Le lundi 25 novembre, ce sont les élèves et les parents de l’école Saint-André-la-Castellane qui bloquent leur établissement. L’entreprise qui avait été choisie par la Société publique des écoles de Marseille, codirigée par l’État et la mairie, a arrêté les travaux pour des raisons financières. Fissures dans la cour, infiltrations d’eau, toitures démontées par les intempéries, s’ajoutent aux effectifs surchargés dans les classes.
Les parents manifestent : « On veut une école ». Surveillées par la police nationale, les mamans rejettent les représentants de la mairie qui arrivent : « Ça fait plusieurs semaines qu’on ne les a pas vus ». Elles ont scandé : « elle est à l’abandon l’école », « on a peur qu’elle s’écroule », « la maternelle est désossée ».
Sébastien Delogu, toujours présent aux côtés des parents, a dénoncé l’immobilisme et l’inaction de la mairie. Il ne s’est rien passé, dit-il, depuis mars lorsqu’il était déjà intervenu. En juin 2023, Sébastien Delogu avait publiquement interpellé Macron lors de sa venue à Marseille, lui et son ministre de l’époque, Pap Ndiaye, sur l’état de cette école de La Castellane, devant un Payan (le maire de Marseille) muet.
Mercredi 20 novembre, ce fut au tour des parents et enseignants de l’école Parc-Bellevue, à Félix Pyat (3e), de manifester avec leurs syndicats unis, et toujours le soutien de la LFI et du député LFI-NFP. Ils ont débordé le dispositif de sécurité privée, lors de l’inauguration officielle de la cité scolaire internationale, pour interpeller les élus, Ganozzi, adjoint de Payan, pour la ville, Vassal (LR), pour le département et Muselier (Macron) pour la région, les trois collectivités qui ont, avec l’État, dépensé 100 millions d’euros publics pour cette cité de luxe réservé pour l’essentiel aux privilégiés.

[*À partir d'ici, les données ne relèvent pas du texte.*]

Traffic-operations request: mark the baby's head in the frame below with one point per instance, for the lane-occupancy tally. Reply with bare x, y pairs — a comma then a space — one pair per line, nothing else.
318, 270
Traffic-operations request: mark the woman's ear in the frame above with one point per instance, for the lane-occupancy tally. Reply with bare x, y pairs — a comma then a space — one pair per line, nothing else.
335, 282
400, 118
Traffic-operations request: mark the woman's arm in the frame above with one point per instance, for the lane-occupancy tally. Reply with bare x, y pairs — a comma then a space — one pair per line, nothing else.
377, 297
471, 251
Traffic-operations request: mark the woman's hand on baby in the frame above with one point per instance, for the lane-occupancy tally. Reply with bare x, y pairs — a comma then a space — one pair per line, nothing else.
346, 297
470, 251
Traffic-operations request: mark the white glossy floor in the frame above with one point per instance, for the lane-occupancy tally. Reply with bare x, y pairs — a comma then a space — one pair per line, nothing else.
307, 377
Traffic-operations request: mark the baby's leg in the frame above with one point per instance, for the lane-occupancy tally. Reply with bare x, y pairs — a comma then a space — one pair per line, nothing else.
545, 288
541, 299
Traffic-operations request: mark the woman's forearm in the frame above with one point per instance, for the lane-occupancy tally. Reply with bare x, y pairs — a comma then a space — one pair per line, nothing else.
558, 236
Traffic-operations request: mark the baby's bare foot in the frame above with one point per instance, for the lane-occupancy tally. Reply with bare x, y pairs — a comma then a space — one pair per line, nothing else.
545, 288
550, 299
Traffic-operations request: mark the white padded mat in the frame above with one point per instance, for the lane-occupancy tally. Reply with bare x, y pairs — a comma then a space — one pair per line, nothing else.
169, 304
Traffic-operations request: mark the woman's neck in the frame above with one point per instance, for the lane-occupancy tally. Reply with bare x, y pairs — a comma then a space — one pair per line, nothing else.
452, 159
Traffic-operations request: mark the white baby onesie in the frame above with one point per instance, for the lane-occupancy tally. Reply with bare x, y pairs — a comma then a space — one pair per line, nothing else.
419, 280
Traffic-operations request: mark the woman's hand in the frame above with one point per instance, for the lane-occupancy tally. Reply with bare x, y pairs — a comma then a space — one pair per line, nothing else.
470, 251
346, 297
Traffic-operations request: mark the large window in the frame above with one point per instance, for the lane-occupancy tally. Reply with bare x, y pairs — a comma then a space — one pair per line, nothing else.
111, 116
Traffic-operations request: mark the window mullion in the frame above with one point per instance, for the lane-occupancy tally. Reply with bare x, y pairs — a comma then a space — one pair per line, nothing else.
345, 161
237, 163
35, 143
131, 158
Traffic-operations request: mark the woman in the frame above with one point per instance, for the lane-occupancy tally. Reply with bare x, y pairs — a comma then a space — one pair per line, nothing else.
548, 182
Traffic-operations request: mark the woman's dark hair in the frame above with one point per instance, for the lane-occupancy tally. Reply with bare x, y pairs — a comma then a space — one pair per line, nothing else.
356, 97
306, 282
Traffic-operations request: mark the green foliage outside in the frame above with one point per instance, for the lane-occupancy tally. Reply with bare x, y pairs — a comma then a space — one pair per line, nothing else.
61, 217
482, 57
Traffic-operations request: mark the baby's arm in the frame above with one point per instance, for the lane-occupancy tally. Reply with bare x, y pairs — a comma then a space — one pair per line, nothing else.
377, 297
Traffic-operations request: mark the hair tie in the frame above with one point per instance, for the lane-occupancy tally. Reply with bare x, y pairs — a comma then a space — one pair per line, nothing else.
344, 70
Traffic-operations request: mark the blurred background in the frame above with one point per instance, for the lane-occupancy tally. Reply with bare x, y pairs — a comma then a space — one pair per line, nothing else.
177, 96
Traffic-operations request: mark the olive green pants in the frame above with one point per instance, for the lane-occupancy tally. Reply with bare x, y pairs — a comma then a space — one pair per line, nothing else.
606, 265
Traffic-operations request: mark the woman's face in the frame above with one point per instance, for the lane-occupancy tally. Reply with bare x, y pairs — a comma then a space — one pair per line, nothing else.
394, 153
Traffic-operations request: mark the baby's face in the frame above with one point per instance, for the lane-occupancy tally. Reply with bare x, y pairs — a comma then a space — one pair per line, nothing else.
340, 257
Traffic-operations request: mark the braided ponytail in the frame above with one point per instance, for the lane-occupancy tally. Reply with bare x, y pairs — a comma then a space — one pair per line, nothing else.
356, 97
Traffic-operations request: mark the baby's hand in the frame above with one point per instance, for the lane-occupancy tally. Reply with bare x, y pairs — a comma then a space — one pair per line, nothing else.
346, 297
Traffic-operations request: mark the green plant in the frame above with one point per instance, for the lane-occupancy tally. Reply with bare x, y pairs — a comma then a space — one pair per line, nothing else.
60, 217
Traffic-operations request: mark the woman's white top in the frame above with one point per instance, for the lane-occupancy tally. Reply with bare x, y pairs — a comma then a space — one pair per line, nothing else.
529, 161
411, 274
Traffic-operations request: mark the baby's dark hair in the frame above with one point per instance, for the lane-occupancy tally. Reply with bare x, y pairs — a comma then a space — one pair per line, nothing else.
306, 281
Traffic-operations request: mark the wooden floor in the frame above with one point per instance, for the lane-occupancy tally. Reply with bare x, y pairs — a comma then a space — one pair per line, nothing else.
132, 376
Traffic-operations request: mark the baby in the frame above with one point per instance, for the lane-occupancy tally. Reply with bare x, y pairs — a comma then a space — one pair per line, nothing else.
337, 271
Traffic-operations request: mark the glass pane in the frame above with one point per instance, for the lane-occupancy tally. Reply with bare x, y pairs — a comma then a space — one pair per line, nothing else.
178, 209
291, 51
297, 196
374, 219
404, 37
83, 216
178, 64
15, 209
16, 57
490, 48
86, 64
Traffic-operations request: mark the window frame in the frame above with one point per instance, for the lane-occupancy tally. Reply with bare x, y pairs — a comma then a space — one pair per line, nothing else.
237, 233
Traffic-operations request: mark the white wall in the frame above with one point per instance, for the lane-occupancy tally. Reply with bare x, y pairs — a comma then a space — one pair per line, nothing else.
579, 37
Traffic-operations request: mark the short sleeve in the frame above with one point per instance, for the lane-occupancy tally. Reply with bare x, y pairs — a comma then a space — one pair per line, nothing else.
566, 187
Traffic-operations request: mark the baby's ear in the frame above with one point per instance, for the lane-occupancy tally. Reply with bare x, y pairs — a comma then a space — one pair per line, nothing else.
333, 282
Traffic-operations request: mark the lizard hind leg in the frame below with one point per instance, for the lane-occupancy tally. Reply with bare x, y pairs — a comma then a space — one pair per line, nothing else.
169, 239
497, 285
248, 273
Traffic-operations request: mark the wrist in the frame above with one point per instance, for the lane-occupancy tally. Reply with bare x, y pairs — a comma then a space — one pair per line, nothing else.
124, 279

Les parents de Parc-Bellevue cherchent à obtenir pour leurs enfants le droit de pouvoir étudier dans ces locaux magnifiques et quasi inoccupés à proximité de leur école bouleversée de fond en comble par des travaux prévus pour quatre ans.
Devant la mobilisation, élus de la région, de la métropole et de la mairie reprennent leur demande qui dépend en dernière analyse du rectorat. Mais, comme l’a communiqué la région il faut que « les enfants de l’école soient temporairement accueillis à la cité scolaire internationale Jacques-Chirac le temps des travaux engagés en fin d’année prochaine ». Ensuite, la discrimination reprendra ses droits : les riches avec les riches, les pauvres avec les pauvres. Le rectorat avait refusé la demande syndicale que cette cité scolaire entre dans la réglementation commune des affectations ouvertes à tous.
Muselier a prétendu que c’était la cité de « l’égalité des chances », Ganozzi qu’il avait agi pour qu’il y ait de la « mixité sociale ». Regardons les chiffres : il y a 7 702 enfants de 5 à 14 ans dans le seul 3e arrondissement, l’un des plus pauvres du pays (Insee, 2019). Le nombre d’entre eux à être autorisés, sur « dossier » dès le CP à accéder à la cité scolaire internationale est de… 165. Sans commentaire, sinon que son coût de 100 millions dépensés est à comparer avec le récent prêt de 200 millions d’endettement de la ville dont se félicite Ganozzi pour la promesse de la rénovation future de 154 écoles…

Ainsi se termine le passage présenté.